5 de setembro de 2026

República de Moçambique: Acidente de Mbuzini - Paul Fauvet Contraria Hans Louw (Ano 2008)


Paul Fauvet contraria Hans Louw...
…e diz que Tupolev em que viajava Samora Machel era para ser abatido na Swazilândia

Hans Louw volta a ser contrariado, a respeito do acidente de aviação de Mbuzini em que perdeu a vida o Presidente Samora Machel. Mas desta vez Louw não tem pela frente os factos, mas antes uma afirmação a todos os títulos sensacionalista de que o Tupolev presidencial era para ser desviado para a Swazilândia onde seria abatido. Quem assim especula é Paul Fauvet, editor dos serviços de língua inglesa da AIM, agência de notícias de carácter oficioso, directamente dependente do Gabinete de Informação (GABINFO), que por seu turno depende directamente do Gabinete da Primeira-Ministra.

A edição de ontem do jornal swazi, «Times of Swaziland», refere que “Paul Fauvet, jornalista há muito a trabalhar para a Agência de Informação de Moçambique (AIM), recentemente defendeu a teoria de que o plano original dos assassinos de Machel era o de desviar o avião para a Suazilândia onde seria abatido por um míssil, e depois a responsabilidade atribuída à Renamo.”

Tanto Fauvet, há muito envolvido com a Frelimo, como Hans Louw assentam a sua teoria na existência de um VOR falso, algo que ficou demonstrado pelos peritos que investigaram o acidente de aviação como não tendo qualquer fundamento.
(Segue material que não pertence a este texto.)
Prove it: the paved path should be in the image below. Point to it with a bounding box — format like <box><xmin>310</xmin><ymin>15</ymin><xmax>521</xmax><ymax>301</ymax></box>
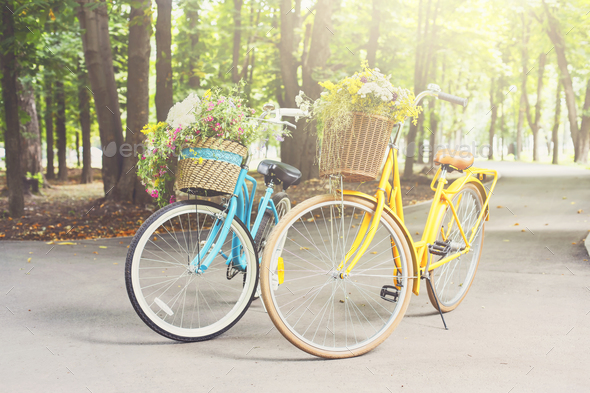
<box><xmin>0</xmin><ymin>162</ymin><xmax>590</xmax><ymax>393</ymax></box>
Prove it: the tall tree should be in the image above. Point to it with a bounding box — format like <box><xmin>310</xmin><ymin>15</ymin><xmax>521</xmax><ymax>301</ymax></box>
<box><xmin>551</xmin><ymin>83</ymin><xmax>561</xmax><ymax>165</ymax></box>
<box><xmin>156</xmin><ymin>0</ymin><xmax>178</xmax><ymax>199</ymax></box>
<box><xmin>404</xmin><ymin>0</ymin><xmax>440</xmax><ymax>177</ymax></box>
<box><xmin>186</xmin><ymin>0</ymin><xmax>201</xmax><ymax>89</ymax></box>
<box><xmin>578</xmin><ymin>79</ymin><xmax>590</xmax><ymax>164</ymax></box>
<box><xmin>488</xmin><ymin>78</ymin><xmax>499</xmax><ymax>160</ymax></box>
<box><xmin>45</xmin><ymin>77</ymin><xmax>55</xmax><ymax>180</ymax></box>
<box><xmin>279</xmin><ymin>0</ymin><xmax>334</xmax><ymax>180</ymax></box>
<box><xmin>543</xmin><ymin>0</ymin><xmax>588</xmax><ymax>162</ymax></box>
<box><xmin>0</xmin><ymin>0</ymin><xmax>25</xmax><ymax>217</ymax></box>
<box><xmin>19</xmin><ymin>82</ymin><xmax>43</xmax><ymax>179</ymax></box>
<box><xmin>114</xmin><ymin>0</ymin><xmax>152</xmax><ymax>203</ymax></box>
<box><xmin>55</xmin><ymin>81</ymin><xmax>68</xmax><ymax>181</ymax></box>
<box><xmin>524</xmin><ymin>53</ymin><xmax>547</xmax><ymax>161</ymax></box>
<box><xmin>156</xmin><ymin>0</ymin><xmax>173</xmax><ymax>121</ymax></box>
<box><xmin>78</xmin><ymin>66</ymin><xmax>92</xmax><ymax>184</ymax></box>
<box><xmin>78</xmin><ymin>0</ymin><xmax>123</xmax><ymax>194</ymax></box>
<box><xmin>367</xmin><ymin>0</ymin><xmax>383</xmax><ymax>68</ymax></box>
<box><xmin>231</xmin><ymin>0</ymin><xmax>244</xmax><ymax>83</ymax></box>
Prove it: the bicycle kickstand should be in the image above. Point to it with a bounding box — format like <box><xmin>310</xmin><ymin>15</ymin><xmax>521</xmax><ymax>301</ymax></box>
<box><xmin>424</xmin><ymin>273</ymin><xmax>449</xmax><ymax>330</ymax></box>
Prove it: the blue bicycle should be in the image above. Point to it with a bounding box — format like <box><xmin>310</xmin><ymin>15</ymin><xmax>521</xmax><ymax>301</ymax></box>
<box><xmin>125</xmin><ymin>105</ymin><xmax>302</xmax><ymax>342</ymax></box>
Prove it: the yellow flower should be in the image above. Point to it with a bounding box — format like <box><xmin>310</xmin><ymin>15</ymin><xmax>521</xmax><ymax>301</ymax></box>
<box><xmin>141</xmin><ymin>124</ymin><xmax>152</xmax><ymax>135</ymax></box>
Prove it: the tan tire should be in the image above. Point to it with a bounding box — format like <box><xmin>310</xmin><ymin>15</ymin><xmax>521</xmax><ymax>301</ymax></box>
<box><xmin>426</xmin><ymin>184</ymin><xmax>484</xmax><ymax>312</ymax></box>
<box><xmin>260</xmin><ymin>195</ymin><xmax>414</xmax><ymax>358</ymax></box>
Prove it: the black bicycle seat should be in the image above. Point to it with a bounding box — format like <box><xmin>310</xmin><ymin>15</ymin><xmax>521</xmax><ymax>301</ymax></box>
<box><xmin>258</xmin><ymin>160</ymin><xmax>301</xmax><ymax>190</ymax></box>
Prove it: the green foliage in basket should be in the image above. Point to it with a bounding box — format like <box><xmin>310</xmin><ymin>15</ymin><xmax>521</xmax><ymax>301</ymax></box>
<box><xmin>295</xmin><ymin>62</ymin><xmax>422</xmax><ymax>135</ymax></box>
<box><xmin>137</xmin><ymin>83</ymin><xmax>262</xmax><ymax>206</ymax></box>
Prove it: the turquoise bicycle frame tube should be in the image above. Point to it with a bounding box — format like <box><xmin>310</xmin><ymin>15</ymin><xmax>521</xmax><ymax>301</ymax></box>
<box><xmin>190</xmin><ymin>167</ymin><xmax>248</xmax><ymax>271</ymax></box>
<box><xmin>190</xmin><ymin>167</ymin><xmax>279</xmax><ymax>272</ymax></box>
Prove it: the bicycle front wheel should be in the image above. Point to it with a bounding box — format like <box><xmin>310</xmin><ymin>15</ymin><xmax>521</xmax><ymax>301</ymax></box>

O Tupolev transportando o Presidente Samora Machel colidiu contras os Montes Libombos em Mbuzini pelo facto dos pilotos terem desrespeitado instruções precisas dadas pela Torre de Controlo do Aeroporto Internacional de Maputo, descendo abaixo da altitude mínima de segurança que lhes havia sido atribuída, com o intuito de efectuarem uma aterragem visual à noite e com alguma nebulosidade mas sem terem contacto com o terreno, para além de haverem ignorado o aviso sonoro fornecido pelo Sistema de Aviso de Proximidade do Solo (GPWS) e que foi escutado no interior da cabine de comandos do Tupolev durante 32 segundos.

Por norma, ao ser accionado o GPWS, os pilotos devem de imediato abortar uma descida e, com os motores a trabalhar a uma potência idêntica à da descolagem, fazer o avião subir a uma altitude de segurança.

A nova teoria de Paul Fauvet vem juntar-se a uma outra desde sempre por ele defendida, segundo a qual os radares da Força Aérea Sul-Africana, instalados em Mariepskop, não alertaram a tripulação do Tupolev de que o avião estava a desviar-se da rota. De acordo com Fauvet, a estação de radar de Mariepskop poderia ter evitado o acidente, pois havia seguido o trajecto do Tupolev presidencial desde o Zimbabwe, mas não avisou a tripulação russa de que, ao entrar no espaço aéreo moçambicano, viria a alterar a rota em direcção a Mbuzini, em território sul-africano.

A teoria do editor do serviço de língua inglesa da AIM é igualmente infundada se se considerar que a estação de radar de Mariepskop tem a função de detectar violações do espaço aéreo. Martizkop não é uma estação de controlo de tráfego aéreo. De salientar que o voo em causa decorria dentro do espaço aéreo moçambicano em relação ao qual a referida estação não tinha qualquer jurisdição. Em princípio, caberia às estações de radar de controlo de tráfego aéreo moçambicanas alertar a tripulação do Tupolev, tanto mais que se tratava de uma aeronave que transportava o Chefe de Estado do país.

O procedimento a seguir pela estação de Mariepskop, uma vez detectada uma violação do espaço aéreo, é informar o comando da Força Aérea Sul-africana, a quem cabe a responsabilidade de ordenar a intercepção da aeronave ou aeronaves transgressoras.

Saliente-se o Tupolev presidencial apenas “violou” o espaço aéreo sul-africano numa distância de 150 metros e quando já voava a uma altitude que não era detectável pela estação de radar de Mariepskop.